Le medesime cagioni, che avevan distrutto a principio l’uguaglianza de’ Preti, introdussero una preeminenza di grado fra’ Vescovi, e quindi una superiorità di giurisdizione. Ogni volta che nella primavera, e nell’autunno adunavansi nel Concilio provinciale, sentivasi molto notabilmente la differenza del merito e della riputazion personale fra i membri dell’assemblea, ed era governata la moltitudine dalla dottrina, e dall’eloquenza dei pochi.

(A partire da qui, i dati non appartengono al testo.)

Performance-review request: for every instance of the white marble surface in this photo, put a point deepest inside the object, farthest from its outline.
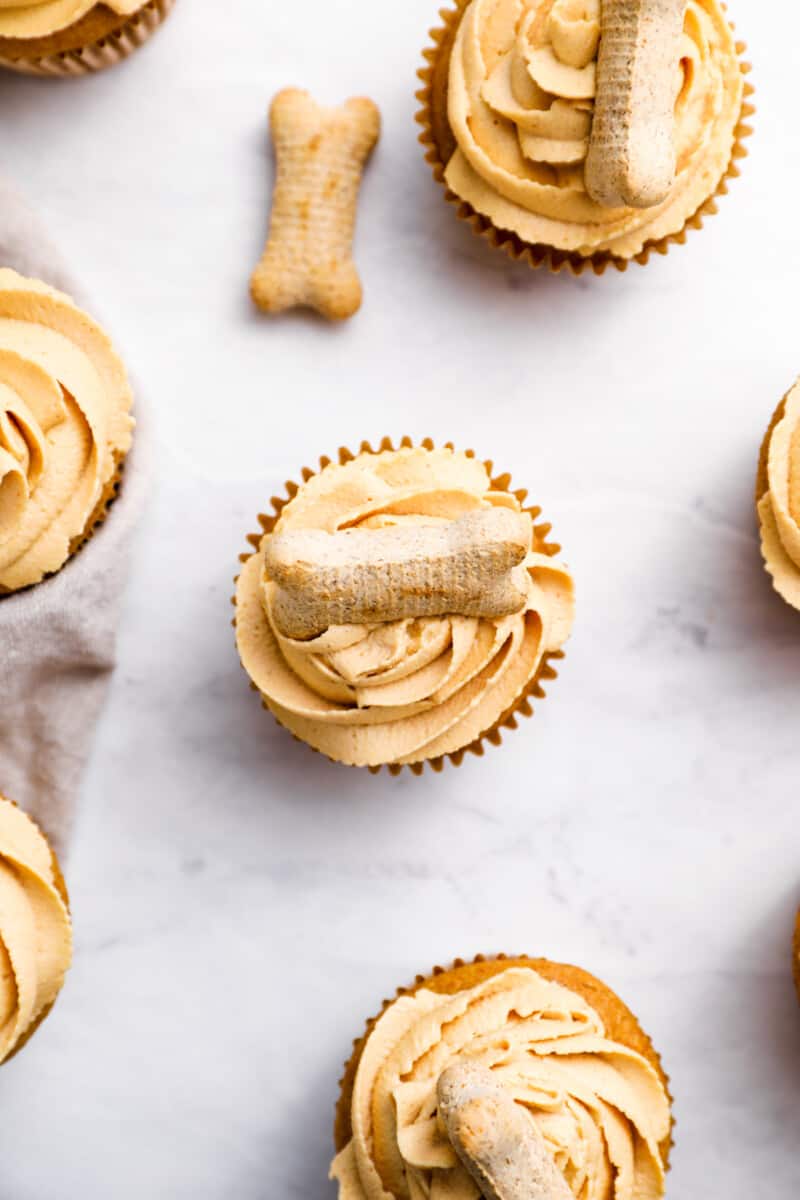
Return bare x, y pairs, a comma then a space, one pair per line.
241, 905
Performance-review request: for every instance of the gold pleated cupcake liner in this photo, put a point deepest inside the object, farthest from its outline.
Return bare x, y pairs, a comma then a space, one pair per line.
762, 478
96, 55
620, 1024
534, 689
61, 888
438, 141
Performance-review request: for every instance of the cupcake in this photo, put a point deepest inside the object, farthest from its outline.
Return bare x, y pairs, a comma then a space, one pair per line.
74, 37
65, 429
589, 1089
401, 606
534, 124
35, 929
777, 496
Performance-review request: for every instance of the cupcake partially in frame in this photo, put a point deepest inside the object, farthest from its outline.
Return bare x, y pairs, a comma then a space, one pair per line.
35, 929
777, 498
68, 39
561, 1092
584, 133
65, 429
401, 606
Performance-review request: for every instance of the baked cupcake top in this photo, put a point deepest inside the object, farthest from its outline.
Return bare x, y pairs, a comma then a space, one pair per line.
35, 930
779, 507
601, 1108
523, 79
65, 426
415, 685
38, 18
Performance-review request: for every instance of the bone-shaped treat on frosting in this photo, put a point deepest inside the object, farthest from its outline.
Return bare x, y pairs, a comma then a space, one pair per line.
495, 1138
469, 567
631, 150
320, 155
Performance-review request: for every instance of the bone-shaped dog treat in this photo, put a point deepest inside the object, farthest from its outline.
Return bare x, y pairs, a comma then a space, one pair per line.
468, 568
495, 1139
631, 151
320, 155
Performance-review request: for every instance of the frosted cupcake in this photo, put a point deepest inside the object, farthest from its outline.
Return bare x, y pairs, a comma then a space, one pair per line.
74, 37
35, 929
558, 1084
536, 123
777, 495
402, 606
65, 429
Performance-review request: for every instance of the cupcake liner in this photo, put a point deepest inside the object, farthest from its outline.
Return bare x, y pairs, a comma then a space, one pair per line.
439, 144
546, 672
620, 1023
762, 479
61, 888
100, 53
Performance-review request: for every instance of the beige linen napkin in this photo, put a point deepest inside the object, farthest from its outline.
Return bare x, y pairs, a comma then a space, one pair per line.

Ma l’ordine degli atti pubblici richiedeva una distinzione più regolare e meno invidiosa; fu conferito l’uffizio di presedere in perpetuo ai Concilj di ogni Provincia a’ Vescovi della città principale, e questi ambiziosi Prelati, che tosto acquistarono i titoli eminenti di Metropolitani e di Primati, si preparavan segretamente ad usurpare sopra i loro episcopali fratelli quell’autorità istessa, che i Vescovi avevano ultimamente assunta sopra il collegio de’ Prelati2. Nè passò molto tempo, che s’introdusse una emulazione di preeminenza, e di potere fra’ Metropolitani medesimi, affettando ciascheduno di essi di mostrare ne’ termini più fastosi gli onori e i vantaggi
- ↑ Se Novato, Felicissimo, ec. che il Vescovo di Cartagine scacciò dalla sua Chiesa e dall’Affrica, non erano veramente i mostri più detestabili d’empietà, lo zelo di Cipriano in tali occasioni dovrà prevalere alla sua veracità. Bramando un giusto ragguaglio di tali oscure querele vedi Mosemio p. 497-512.
- ↑ Mosemio pag. 269-274. Dupin Antiq. Eccles. Discipl. p. 19-20.